Immerhin wurden bei diesen Modulen schon Spitzenwerte bis 1600 °C gemessen. Auch erfordern keramische Bremsscheiben auch entsprechend ausgelegte Bremsbeläge. Insgesamt ist der Austausch von Stahl-Bremsscheiben auf keramische Bremsscheiben eine weitaus größere Herausforderung, als man annimmt.
Kein Schnäppchen – noch nicht
Bremsscheiben aus Grauguss werden zunächst im Druckgussverfahren hergestellt und anschließend auf Maß gedreht. Geht dabei etwas schief, wird die Bremsscheibe einfach wieder eingeschmolzen und neu gegossen.
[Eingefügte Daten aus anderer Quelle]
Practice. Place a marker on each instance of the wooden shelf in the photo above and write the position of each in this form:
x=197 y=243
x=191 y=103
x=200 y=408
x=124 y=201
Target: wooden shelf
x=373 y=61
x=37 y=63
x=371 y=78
Ein echter Materialverlust findet deshalb im Produktionsprozess kaum statt.
Fehlerhafte Carbon-Keramik-Bremsscheiben sind jedoch nicht wieder einschmelzbar. Sie können zwar geschreddert und als Zuschlagsstoff für die Bauindustrie verwendet werden. Doch das preiswerte Recycling von Ausschuss und Reststoffen, wie es bei der Metallverarbeitung üblich ist, findet hier keine Anwendung.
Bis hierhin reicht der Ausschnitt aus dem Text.